8. "Bring It On Back"

- Cassette single
9. "A Girl Like You" – 3:59
10. "If You Could Love Me" (acoustic version)

- CD maxi
11. "A Girl Like You"
12. "If You Could Love Me" (acoustic version)
13. "Don't Shilly Shally" (spotter's 86 demo version)
14. "You're on Your Own"

==Charts==

===Weekly charts===

| Chart (1995) | Peak position |
|---|---|
| Australia (ARIA) | 6 |
| Austria (Ö3 Austria Top 40) | 7 |
| Belgium (Ultratop 50 Flanders) | 1 |
| Belgium (Ultratop 50 Wallonia) | 5 |
| Canada Top Singles (RPM) | 16 |
| Canada Rock/Alternative (RPM) | 9 |
| Denmark (IFPI) | 6 |
| Europe (Eurochart Hot 100) | 13 |
| Europe (European Hit Radio) | 13 |
| Finland (Suomen virallinen lista) | 11 |
| France (SNEP) | 4 |
| Germany (GfK) | 3 |
| Iceland (Íslenski Listinn Topp 40) | 1 |
| Ireland (IRMA) | 8 |
| Netherlands (Dutch Top 40) | 16 |
| Netherlands (Single Top 100) | 18 |
| New Zealand (Recorded Music NZ) | 36 |
| Norway (VG-lista) | 7 |
| Scotland Singles (Official Charts) | 5 |
| Sweden (Sverigetopplistan) | 4 |
| Switzerland (Schweizer Hitparade) | 9 |
| UK Singles (Official Charts) | 4 |
| UK Airplay (Music Week) | 1 |
| UK Indie (Music Week) | 1 |
| US Billboard Hot 100 | 32 |
| US Alternative Airplay (Billboard) | 7 |
| US Pop Airplay (Billboard) | 32 |
| US Cash Box Top 100 | 28 |

| Chart (2012) | Peak position |
|---|---|
| UK Singles (Official Charts) | 56 |

===Year-end charts===

| Chart (1995) | Position |
|---|---|
| Australia (ARIA) | 56 |
| Austria (Ö3 Austria Top 40) | 38 |
| Belgium (Ultratop 50 Flanders) | 21 |
| Belgium (Ultratop 50 Wallonia) | 10 |
| Europe (Eurochart Hot 100) | 25 |
| Europe (European Hit Radio) | 30 |
| France (SNEP) | 19 |
| Germany (Media Control) | 14 |
| Iceland (Íslenski Listinn Topp 40) | 22 |
| Sweden (Topplistan) | 34 |
| Switzerland (Schweizer Hitparade) | 31 |
| UK Singles (OCC) | 51 |
| UK Airplay (Music Week) | 5 |
| US Modern Rock Tracks (Billboard) | 32 |

| Chart (1996) | Position |
|---|---|
| UK Airplay (Music Week) | 34 |

==Certifications==

| Region | Certification | Certified units/sales |
| Australia (ARIA) | Gold | 35,000^{^} |
| France (SNEP) | Silver | 125,000^{*} |
| Germany (BVMI) | Gold | 250,000^{^} |
| United Kingdom (BPI) | Gold | 400,000^{‡} |
^{*} Sales figures based on certification alone. ^{^} Shipments figures based on certification alone. ^{‡} Sales+streaming figures based on certification alone.

==Release history==

| Region | Date | Format(s) | Label(s) | Ref. |
| Australia | 5 December 1994 | CD: CD1 | MDS; Setanta; |  |
| 12 December 1994 | CD: CD2 |  |
| 13 February 1995 | Cassette |  |
| United Kingdom | 5 June 1995 | 7-inch vinyl; CD; cassette; | Setanta |  |
| Japan | 6 December 1995 | CD | Rail |  |

==Appearances==
The song appeared on the soundtrack of the 1995 film Empire Records and on that of 2003 film Charlie's Angels: Full Throttle.
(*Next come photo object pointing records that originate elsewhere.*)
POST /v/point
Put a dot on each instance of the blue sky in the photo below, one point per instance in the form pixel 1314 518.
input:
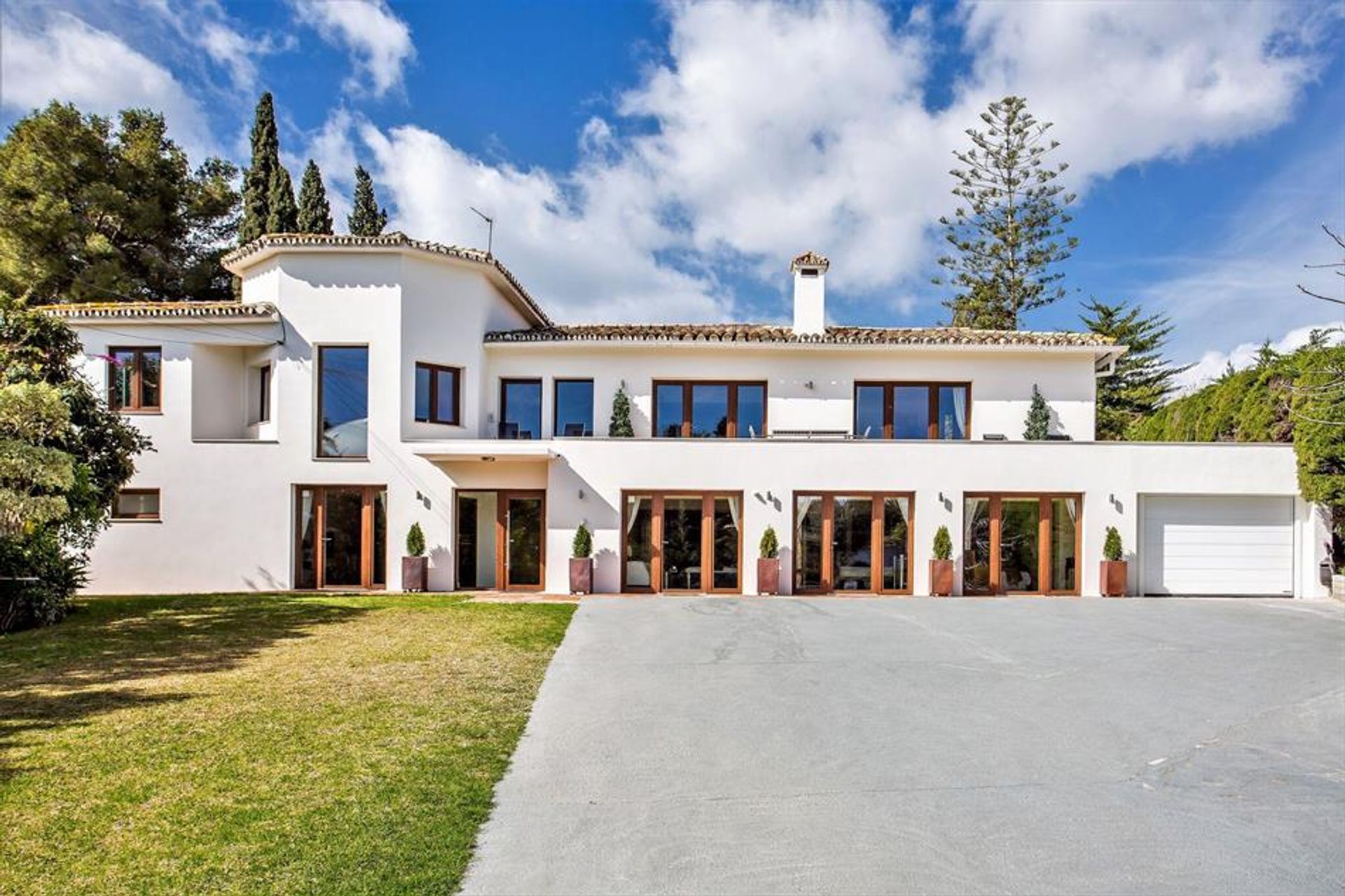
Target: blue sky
pixel 665 162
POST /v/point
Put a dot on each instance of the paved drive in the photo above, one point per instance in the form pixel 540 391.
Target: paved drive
pixel 712 745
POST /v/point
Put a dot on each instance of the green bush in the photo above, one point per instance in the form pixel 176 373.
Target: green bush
pixel 1111 546
pixel 583 545
pixel 416 541
pixel 942 544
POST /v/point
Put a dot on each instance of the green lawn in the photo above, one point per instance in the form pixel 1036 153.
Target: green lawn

It was featured in season 1, episode 5 of Lucifer ("Sweet Kicks"), and in the 2022 horror film Goodnight Mommy. It plays over the end credits in season 5, episode 7 of The Crown. Sabrina Spellman and her date Chad Corey Dylan dance to this song in season 1, episode 5 of Sabrina, the Teenage Witch ("Dream Date") as well as Ted Lasso in Season 3. It is used in the pilot episode of The Decameron.